Meno tamponi, ma quanti bastano - il minimo consentito è 2.700 - per accedere alla zona verde europea. Il commissario straordinario dell'Ats Massimo Temussi spiega che, è vero, "in questo momento la Sardegna sta facendo meno test, ma solo perché da una settimana non somministriamo più quelli ai passeggeri in ingresso in porti e aeroporti". Infatti, solo negli scali, ricorda il numero uno dell'Azienda della tutela della salute, "potevamo arrivare a quota quattromila al giorno".

Attualmente, precisa, "ne stiamo facendo di media 2.700, ovvero il numero richiesto per mantenere un livello di certificazione di Rt a livello zero. Ultimamente - sottolinea Temussi - gli sforzi sul fronte tamponi sono stati concentrati su Aritzo", il comune del Nuorese in lockdown fino al 15 giugno a seguito dell'impennata di contagi nelle scuole, quindi il più coinvolto nella campagna di screening e tracciamento.

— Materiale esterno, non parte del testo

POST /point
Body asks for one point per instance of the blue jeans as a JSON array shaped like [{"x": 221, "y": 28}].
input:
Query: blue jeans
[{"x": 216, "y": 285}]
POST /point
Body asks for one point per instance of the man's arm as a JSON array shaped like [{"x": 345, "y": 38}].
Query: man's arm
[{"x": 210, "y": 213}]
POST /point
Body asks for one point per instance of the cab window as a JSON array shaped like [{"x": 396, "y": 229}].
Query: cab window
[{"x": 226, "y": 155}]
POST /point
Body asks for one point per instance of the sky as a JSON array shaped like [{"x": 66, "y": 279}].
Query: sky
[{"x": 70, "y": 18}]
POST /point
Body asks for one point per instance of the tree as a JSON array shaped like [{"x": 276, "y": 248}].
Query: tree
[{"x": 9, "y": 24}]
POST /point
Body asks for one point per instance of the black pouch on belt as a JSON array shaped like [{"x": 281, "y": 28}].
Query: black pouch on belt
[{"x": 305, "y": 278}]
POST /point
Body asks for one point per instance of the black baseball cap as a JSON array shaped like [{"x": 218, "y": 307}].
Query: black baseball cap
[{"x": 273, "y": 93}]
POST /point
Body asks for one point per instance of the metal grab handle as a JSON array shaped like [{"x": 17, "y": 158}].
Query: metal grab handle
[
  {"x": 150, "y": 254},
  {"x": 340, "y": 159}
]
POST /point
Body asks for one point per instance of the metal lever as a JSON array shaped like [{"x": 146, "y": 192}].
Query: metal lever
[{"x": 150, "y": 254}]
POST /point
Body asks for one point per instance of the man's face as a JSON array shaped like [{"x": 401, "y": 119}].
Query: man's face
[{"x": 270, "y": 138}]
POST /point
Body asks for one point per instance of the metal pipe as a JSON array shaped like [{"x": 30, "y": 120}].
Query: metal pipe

C'è quindi attesa per il responso sull'ingresso dell'Isola nella zona verde europea: il centro Ue per la prevenzione e il controllo delle malattie caricherà domani, giovedì 10 giugno, i dati trasmessi dal ministero della Salute. Possono entrare nell'area verde le Regioni che per 14 giorni registrano meno di 25 contagi ogni 100mila abitanti. "Un requisito che noi abbiamo, quindi dovremmo essere dentro - dice Temussi - ma attendiamo di conoscere la decisione anche alla luce delle condizioni di Aritzo e degli altri piccoli focolai nati nelle ultime settimane".